The Broken Promise of AI. What went wrong between 2012-2022. Commentary by Lewis Wynne-Jones, VP Product, ThinkData Works

In 2012, DJ Patil wrote an article calling data science the “sexiest job of the 21st century” and sparked a global hiring boom of these new professionals who were believed to be wizards who could spin gold out of raw data and deliver impactful insight to their business divisions overnight. The result of this hiring boom was that three years later Bloomberg would write that 2015 was a landmark year for Artificial Intelligence, starting a hype cycle that continues to this day. The reality, however, is that the AI Bloomberg noticed in 2015 was a direct result of the hiring boom of data scientists that started in 2012. These professionals were dropped unceremoniously into large enterprises that had not designed a robust data environment or even clearly articulated their data strategy. With the support of the organizations they worked for, they operated as pure scientists – experimenting, testing, modeling – furthering the evolution of the discipline of AI, but not its practical implications. Since then, organizations have started to wonder why their investments in data science and AI are not resulting in a return on investment. Largely, it is because for many of these organizations AI itself was the goal they aimed for. Not specific business transformations or improved processes, but merely developing intelligent technology. In this, they got what they wanted. Algorithms have been developed, models have been run in test environments. But business transformation has not, yet, occurred in any automated, scalable way. This is because we have collectively ignored the reality that pure data science will increase our knowledge base but not our bottom line. In order to make good on the promise of AI, we need to realign data science to business priorities and develop data strategies less focused on hype and more on the problems we need to solve.  

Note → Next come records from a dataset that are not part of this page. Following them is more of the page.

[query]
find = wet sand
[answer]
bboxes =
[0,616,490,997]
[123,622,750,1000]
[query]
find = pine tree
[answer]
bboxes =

What IT spends will a CFO write a check for? Commentary by Chris Gladwin, Co-Founder and CEO of Ocient

The pandemic resulted in the unprecedented acceleration of digital transformation and a related boom in IT spend. As Gartner indicates, there is no going back. But that doesn’t mean all IT spend is considered equal. Security and compliance are top of mind with CIOs as the growth of digital business practices is attracting more bad actors who present a greater risk to critical business infrastructures than ever before. The growth of Data & AI will also drive increased spend, however, CFOs are starting to question the high costs of legacy technologies and cloud providers in cases where operating at scale is tapping out their IT and departmental growth budgets. While investment in this area will continue, we expect to see a consolidation of spend in strategic areas and an accelerated adoption of new, disruptive solutions that offer increased cost advantages when running Data & AI workloads at scale.